I have two unbounded streams each with a 2 minute window and AfterWatermark.pastEndOfWindow() trigger. After checking the results from an outer join it seems that the windows are not aligned. Beam aligns the data on the left side of the join, but takes data on the right across 4 minute overlapping intervals:

Stream A |--|          (observed range after join from window 1)
            |--|       (observed range after join from window 2)
               |--|    (observed range after join from window 3)
Stream B |----|        (observed range after join from window 1)
            |----|     (observed range after join from window 2)
               |----|  (observed range after join from window 3)

So for example window 1 has events from Stream A for 0-2 time period (as expected) and events from Stream B from 0-4 time period, and in window 2, I got events from Stream A time period 2-4 and Stream B, time period 2-6.

How Beam decided which window the data goes, in a join coming from two fixed windows, which are not aligned?

1
I think if you'd like to align and join two streams, you should pick up a key and have a GroupByKey applied then you're working on a stream of data from same keys.

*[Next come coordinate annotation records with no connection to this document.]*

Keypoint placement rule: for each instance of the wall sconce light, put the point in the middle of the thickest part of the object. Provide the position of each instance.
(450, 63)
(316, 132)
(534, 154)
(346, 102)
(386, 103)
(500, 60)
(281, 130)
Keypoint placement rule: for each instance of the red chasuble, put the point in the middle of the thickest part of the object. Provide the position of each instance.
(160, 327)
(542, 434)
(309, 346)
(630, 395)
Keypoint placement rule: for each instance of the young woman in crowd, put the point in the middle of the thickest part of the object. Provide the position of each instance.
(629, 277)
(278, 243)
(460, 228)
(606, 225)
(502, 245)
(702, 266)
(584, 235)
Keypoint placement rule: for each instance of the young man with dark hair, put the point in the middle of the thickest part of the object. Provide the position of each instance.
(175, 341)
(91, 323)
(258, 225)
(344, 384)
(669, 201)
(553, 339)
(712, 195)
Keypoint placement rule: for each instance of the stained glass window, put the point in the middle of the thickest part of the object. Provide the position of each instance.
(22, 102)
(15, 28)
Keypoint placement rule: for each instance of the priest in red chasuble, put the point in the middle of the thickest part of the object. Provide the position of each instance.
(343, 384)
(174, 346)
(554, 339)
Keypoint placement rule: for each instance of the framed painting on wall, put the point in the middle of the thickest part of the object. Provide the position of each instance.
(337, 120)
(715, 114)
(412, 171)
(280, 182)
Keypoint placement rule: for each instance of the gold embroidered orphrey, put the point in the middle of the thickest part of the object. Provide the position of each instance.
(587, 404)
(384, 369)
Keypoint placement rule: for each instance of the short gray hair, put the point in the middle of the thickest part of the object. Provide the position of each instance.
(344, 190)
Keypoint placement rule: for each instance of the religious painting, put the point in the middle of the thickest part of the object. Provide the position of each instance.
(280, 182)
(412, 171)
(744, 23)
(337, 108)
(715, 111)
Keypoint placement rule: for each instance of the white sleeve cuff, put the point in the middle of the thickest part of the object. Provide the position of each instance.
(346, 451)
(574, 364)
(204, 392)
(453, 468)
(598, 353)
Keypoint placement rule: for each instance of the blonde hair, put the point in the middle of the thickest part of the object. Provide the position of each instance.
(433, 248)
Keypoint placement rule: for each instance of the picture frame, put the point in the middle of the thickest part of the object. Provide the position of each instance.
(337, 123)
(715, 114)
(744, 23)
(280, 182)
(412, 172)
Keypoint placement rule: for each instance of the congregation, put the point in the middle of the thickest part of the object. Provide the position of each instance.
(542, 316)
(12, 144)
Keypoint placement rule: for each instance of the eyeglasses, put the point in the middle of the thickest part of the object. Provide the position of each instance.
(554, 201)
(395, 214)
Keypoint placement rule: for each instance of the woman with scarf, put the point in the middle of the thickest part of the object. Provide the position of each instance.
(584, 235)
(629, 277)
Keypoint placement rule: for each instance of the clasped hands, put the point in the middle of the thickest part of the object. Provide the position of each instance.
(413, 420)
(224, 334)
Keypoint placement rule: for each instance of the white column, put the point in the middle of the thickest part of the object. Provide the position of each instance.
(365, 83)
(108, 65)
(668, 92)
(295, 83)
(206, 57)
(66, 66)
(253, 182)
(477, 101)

If possible, could you please share some code about how you perform the join?Zhou Yunqing
@ZhouYunqing forgot to mention I have a groupby for the two streams I join.jamborta
This still does not clarify how you perform the join. If you are applying a ParDo with one of the streams as a side input, the resulting PCollection should group data by 2' windows. If you are using CoGroupByKey, both your streams must have the same windowing strategy and can only result in a stream grouped by 2' windows. At this point it would make things easier if you shared your code.Lefteris S

1 Answers

0
votes

If you're using CoGroupByKey to join PCollections, beam roughly requires them to have the same window (the actual equality depends on the implementation of WindowFn#verifyCompatibility). Therefore, the scenario you mentioned above does not happen.